夜長姫の魔法の応用力とスピード、精度、センスにナナメは驚嘆したが、他にもナナメには気になることがあった。
(・・・おかしいな。柳井さんが・・・)
ヤナギの死体が見当たらないのである。
「ホワイト・ブレス!」
部屋の温度が急激に下がり、空気が震える。瞬間、夜長姫の身体は全て凍り付いた。
栞の手から力が抜ける。今度こそ本当に支配が解けたようだった。解放されたナナメがキョロキョロと周囲を見渡しヤナギの姿を探す。
「柳井さん!柳井さん!」
「まったくひどい目にあったよ」
氷漬けの夜長姫の向こうから現れたのは人の形に似た青白く光るモヤだった。
「ヒッ!お化け・・・!」
「お化けとは失礼だな。これは物質的な肉体を失った完リソー体の姿だよ」
「柳井さんなの?」
「そうだよ」
「死んでないの?」
「生きてるよ」
よくよく目を凝らすと茫洋とした目鼻口が見えて、表情の変化もあるらしかった。
「よかったよ~~。うわあーーん」
ナナメは号泣し、完リソー体のヤナギも少し慌てているようだった。
「それでも一度こうなっちゃったら肉体を取り戻すのはしばらく時間が必要なんだぜ。油断したつもりはないけど、心配させて悪かったね。ナナメちゃんは、よく頑張ったよ」
〈そうだね。ナナメ君の頑張りのおかげで須賀栞君も柳井ミキ君も二人とも帰還できたってところだね〉
「後処理は任せたよ。こっちはしばらく回復に専念するからさ」
〈あいわかったよ。太古よりこの星に生きる貴種の末裔よ、ナナメ君を助けてくれて、本当にありがとうございました〉
当のナナメはまだ泣き止んでいないのであった。
「おや、今窓の外に何か・・・まあいいか、こっちはしばしの休息だ」
「後は我々大人の仕事だね」
武者小路邸内魔特作戦室では、モニターチームがほっと胸を撫でおろし、慌ただしく動き始めていた。

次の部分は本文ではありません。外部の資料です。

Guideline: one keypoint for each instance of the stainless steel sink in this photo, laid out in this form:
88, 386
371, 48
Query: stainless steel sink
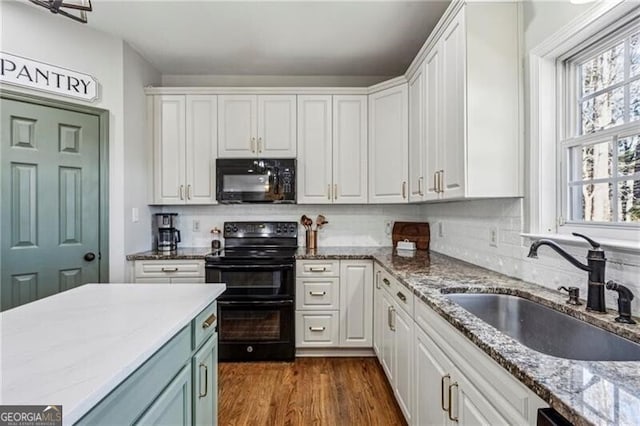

今回はかなり危険な綱渡りだったが、かなりのナナメの成長を促すことができた。このペースで間に合わせなくてはならない。
「ところで、今回の戦闘のこと知ったら、白銀君さぞ怒るだろうねえ」
一寸スタッフ達の動きが止まり、視線を逸らす。
「怒られるのは、やっぱり私かなあ」
武者小路秋継司令に応える者は、やはり誰もいなかった。